Doing a separate pass_var for lin_drag_um2 and lin_drag_vm2 will result in fields that do not rotate properly and will be incorrect at a norther tripolar fold. Moreover, as these variables are at the u- and v-points, it is incorrect to use pass_var calls without a flag to indicate this, as that routine assumes by default that these variables are at the h-points. The correct thing to do here would be to replace the two pass_var() calls at lines 5171 and 5175 with a single call to pass_vector(m2_drag_u, m2_drag_v, G%domain, direction=To_All+SCALAR_PAIR). The scalar pair here is because these are non-negative magnitudes and not components of a vector.

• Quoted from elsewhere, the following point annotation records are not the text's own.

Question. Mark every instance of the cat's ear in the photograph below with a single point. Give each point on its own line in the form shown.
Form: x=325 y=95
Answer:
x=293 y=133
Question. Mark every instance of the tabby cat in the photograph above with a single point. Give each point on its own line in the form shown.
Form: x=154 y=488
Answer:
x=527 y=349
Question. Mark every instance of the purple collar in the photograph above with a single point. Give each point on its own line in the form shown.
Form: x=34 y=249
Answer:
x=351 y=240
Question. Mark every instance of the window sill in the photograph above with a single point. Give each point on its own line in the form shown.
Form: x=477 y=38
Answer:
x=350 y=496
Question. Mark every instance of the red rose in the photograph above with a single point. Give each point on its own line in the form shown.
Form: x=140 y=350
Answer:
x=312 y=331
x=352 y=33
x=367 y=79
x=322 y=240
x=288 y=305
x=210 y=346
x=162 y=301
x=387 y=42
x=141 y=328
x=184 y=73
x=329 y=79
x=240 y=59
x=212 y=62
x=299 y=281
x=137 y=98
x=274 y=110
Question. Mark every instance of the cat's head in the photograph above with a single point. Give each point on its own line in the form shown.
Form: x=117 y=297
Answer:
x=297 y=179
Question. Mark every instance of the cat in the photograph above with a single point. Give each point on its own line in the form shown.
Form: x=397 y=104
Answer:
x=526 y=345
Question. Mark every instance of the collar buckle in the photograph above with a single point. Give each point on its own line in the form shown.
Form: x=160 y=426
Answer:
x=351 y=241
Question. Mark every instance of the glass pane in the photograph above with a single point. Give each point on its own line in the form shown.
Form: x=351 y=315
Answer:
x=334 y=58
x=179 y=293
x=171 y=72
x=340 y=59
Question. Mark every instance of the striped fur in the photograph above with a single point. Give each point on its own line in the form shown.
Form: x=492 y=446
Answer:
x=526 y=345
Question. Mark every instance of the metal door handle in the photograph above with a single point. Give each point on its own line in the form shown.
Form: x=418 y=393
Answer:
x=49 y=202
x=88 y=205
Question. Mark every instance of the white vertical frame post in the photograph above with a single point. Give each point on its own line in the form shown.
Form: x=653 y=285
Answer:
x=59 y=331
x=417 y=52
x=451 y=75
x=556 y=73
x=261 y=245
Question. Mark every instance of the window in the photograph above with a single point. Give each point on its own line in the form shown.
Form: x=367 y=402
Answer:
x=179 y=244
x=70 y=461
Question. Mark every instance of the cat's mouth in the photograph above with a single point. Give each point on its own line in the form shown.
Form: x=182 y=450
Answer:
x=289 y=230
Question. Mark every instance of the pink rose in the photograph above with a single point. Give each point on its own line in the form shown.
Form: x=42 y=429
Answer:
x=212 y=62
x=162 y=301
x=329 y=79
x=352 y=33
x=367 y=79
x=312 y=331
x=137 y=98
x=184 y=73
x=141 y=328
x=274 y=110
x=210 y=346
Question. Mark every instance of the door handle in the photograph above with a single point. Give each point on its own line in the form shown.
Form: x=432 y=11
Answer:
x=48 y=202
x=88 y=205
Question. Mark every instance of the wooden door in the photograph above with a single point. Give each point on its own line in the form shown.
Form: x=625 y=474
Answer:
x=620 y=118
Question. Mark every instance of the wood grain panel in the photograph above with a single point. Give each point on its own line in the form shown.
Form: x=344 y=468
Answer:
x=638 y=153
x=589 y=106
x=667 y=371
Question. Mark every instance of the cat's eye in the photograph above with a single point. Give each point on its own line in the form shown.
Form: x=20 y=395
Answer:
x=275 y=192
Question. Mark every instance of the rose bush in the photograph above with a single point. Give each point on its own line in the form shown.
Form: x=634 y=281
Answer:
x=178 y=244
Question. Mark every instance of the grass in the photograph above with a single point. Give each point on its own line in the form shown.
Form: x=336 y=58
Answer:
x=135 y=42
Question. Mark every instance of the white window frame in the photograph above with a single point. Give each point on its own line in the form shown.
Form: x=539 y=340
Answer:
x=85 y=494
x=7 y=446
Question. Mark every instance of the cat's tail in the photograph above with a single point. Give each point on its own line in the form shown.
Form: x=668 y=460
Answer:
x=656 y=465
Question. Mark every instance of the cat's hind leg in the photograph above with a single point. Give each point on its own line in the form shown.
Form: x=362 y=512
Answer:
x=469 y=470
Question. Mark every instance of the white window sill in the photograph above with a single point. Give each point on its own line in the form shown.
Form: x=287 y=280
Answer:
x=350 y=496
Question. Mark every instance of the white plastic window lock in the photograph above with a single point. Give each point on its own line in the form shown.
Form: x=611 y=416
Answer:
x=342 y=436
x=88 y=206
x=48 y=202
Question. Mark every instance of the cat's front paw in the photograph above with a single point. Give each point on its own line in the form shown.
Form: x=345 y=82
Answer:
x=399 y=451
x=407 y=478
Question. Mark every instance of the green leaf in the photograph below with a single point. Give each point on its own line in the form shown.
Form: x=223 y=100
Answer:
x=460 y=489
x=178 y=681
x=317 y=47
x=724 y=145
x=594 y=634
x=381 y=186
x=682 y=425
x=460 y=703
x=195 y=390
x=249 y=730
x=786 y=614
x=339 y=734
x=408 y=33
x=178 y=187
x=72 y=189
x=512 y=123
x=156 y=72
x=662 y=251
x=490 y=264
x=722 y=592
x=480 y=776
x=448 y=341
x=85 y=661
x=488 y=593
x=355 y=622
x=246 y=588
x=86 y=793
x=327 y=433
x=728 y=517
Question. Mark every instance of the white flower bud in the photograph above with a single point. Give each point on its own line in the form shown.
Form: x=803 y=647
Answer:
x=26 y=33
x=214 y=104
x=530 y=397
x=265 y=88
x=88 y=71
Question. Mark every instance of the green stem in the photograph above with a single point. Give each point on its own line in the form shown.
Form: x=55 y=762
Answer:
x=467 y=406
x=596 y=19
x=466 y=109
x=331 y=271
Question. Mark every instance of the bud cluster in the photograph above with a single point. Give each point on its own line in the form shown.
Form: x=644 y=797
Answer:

Similar changes should also be made to the pass_var() calls on lines 5197 and 5201 in this PR, and also to the calls on lines 5131 and 5135 that were introduced with PR #703. There is no reason to add a flag to recover the previous answers, because they could not pass the rotational symmetry testing and hence are demonstrably wrong.

[c2xu]

Thanks for the explanation. This has been corrected.

[Hallberg-NOAA]

Most of the issues with the previous version of this PR have been addressed, but in re-examining the code, I believe that there is a problem with the separate pass_var() calls for the u- and v- components of a staggered scalar field that appear in 3 places that should be corrected by replacing them with a call to pass_vector() before this can be merged into the dev/gfdl branch of MOM6.

[awallcraft]

The streaming filter time advances a set of coupled ODEs, so its prognostic variables need to be in the restart file. This would likely be a separate pull request against MOM_streaming_filter.F90, but the restart capability needs to be in place before this request is merged. Look for register_restart_field to see what is needed,
a 2-D example is in MOM_mixed_layer_restrat.F90.

It would be useful to have diagnostic output of um2, vm2, uk1 and vk1. So far as I can tell, these would be like the existing id_ubt_st diagnostic. Similarly Drag_u and Drag_v diagnostics would be like id_ubtforce.